Setting up Azure Databricks Workspace & Cluster
Exercise 0 – Setup Azure Data Lake Gen2 Account
1. Complete Lab 1 – Working with Azure Data Lake Gen2 account
2. Upload Files if not already uploaded
Exercise 1 – Setup Azure Databricks Workspace
1. Go to Azure portal (portal.azure.com)
2. In the search bar, search for Azure Databricks. And select it
3. Click on Create New
4. Fill up the properties to create account
a. [Basics Tab]
i. Select subscription
ii. Select resource group
iii. Provide a unique name
iv. Select region of your choice (example – East US 2)
v. Select pricing tier as Trial or Standard
vi. Click Review + Create
b. Click Create
c. This will take few minutes to create
Exercise 2 – Launch Databricks Workspace & Create Cluster
1. Open Azure Databricks instance created in the previous step
2. Click on Launch workspace, to open Databricks UI
3. In the workspace, from left pane, go to Compute tab.
4. Click on Create Compute to create a cluster.
5. Fill up cluster properties as shown below, and click on Create Cluster. This will take few minutes to setup a
single node cluster.
[Note]: If you want to setup multi-node cluster, select multi node option from UI.

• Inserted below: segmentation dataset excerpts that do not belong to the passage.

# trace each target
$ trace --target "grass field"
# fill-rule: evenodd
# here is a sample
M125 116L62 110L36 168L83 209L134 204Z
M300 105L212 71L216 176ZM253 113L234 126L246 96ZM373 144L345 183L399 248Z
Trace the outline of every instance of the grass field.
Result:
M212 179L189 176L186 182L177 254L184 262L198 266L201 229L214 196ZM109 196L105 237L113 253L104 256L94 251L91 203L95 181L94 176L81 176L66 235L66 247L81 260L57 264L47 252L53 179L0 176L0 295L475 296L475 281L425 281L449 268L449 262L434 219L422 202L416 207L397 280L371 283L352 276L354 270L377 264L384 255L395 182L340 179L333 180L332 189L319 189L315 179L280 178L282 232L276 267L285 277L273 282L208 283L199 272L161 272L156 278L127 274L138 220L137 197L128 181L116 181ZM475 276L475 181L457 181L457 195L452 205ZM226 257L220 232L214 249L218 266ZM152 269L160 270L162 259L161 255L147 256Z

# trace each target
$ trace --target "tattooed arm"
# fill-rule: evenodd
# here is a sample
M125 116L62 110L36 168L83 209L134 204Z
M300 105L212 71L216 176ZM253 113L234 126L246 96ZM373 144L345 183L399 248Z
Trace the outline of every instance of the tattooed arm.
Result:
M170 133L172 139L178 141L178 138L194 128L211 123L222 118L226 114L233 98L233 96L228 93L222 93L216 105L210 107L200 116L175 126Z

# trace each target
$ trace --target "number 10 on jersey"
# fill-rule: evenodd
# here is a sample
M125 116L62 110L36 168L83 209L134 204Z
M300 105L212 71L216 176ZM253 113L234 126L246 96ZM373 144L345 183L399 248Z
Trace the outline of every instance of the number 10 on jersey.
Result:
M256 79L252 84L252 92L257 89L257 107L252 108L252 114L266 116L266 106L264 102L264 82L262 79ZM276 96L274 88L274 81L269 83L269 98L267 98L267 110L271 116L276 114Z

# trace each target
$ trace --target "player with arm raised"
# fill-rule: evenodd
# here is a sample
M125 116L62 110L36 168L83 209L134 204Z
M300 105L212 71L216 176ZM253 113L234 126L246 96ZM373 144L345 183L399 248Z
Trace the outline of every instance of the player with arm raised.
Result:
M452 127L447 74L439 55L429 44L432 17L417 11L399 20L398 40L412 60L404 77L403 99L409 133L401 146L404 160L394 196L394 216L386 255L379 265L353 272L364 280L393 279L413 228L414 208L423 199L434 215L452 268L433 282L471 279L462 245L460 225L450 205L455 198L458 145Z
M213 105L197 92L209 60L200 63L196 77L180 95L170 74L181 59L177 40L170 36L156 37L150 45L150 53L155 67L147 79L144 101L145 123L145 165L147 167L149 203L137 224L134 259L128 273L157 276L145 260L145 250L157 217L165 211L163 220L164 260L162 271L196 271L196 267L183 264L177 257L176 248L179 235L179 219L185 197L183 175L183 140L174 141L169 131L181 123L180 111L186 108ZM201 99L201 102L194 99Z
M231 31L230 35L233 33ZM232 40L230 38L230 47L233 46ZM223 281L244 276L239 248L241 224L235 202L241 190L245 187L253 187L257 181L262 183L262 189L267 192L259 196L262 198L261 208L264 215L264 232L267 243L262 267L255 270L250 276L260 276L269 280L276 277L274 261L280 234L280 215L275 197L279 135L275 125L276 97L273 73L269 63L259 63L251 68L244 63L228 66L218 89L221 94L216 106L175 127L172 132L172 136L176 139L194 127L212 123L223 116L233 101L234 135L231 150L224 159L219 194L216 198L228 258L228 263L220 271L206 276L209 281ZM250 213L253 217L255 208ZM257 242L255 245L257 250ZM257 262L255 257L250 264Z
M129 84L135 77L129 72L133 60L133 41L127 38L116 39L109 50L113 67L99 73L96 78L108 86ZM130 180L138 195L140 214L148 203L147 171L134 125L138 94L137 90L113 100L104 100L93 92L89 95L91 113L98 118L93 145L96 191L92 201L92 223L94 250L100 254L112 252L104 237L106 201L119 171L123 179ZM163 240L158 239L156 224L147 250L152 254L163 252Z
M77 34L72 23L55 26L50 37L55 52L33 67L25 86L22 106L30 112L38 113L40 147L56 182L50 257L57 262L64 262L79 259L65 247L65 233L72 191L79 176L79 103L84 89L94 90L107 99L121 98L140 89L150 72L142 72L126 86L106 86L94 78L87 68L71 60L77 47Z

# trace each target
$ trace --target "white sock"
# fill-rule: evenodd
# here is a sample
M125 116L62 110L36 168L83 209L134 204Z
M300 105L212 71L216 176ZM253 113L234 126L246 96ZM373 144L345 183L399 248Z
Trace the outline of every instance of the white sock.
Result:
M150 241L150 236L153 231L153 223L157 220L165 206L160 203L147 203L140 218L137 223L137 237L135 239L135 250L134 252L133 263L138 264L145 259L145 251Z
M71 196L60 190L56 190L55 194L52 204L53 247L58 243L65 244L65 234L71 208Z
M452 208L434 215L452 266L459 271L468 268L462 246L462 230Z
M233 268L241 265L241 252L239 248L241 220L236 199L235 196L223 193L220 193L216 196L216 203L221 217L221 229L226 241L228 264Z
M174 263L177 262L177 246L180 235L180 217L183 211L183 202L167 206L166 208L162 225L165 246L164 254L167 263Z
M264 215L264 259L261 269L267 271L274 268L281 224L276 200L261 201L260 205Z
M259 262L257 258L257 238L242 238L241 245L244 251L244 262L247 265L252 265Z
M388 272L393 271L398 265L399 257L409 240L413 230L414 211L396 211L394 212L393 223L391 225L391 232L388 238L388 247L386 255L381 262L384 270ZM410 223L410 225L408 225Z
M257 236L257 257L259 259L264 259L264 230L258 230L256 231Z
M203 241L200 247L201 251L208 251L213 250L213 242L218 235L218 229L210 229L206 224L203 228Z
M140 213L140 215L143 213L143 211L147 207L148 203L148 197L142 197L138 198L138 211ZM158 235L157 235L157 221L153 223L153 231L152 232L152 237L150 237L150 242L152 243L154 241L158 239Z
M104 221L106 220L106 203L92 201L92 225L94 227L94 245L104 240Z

Exercise 3 – Import Notebook & Run Commands
1. Download notebook – “Working with Spark.py” from Github repository.
2. Once cluster is ready, from left pane, go to Workspace tab.
3. Right-click in Workspace tab, and select Import
4. Upload the notebook - “Working with Spark.py” and click Import
5. Open the notebook and run commands 1 to 12.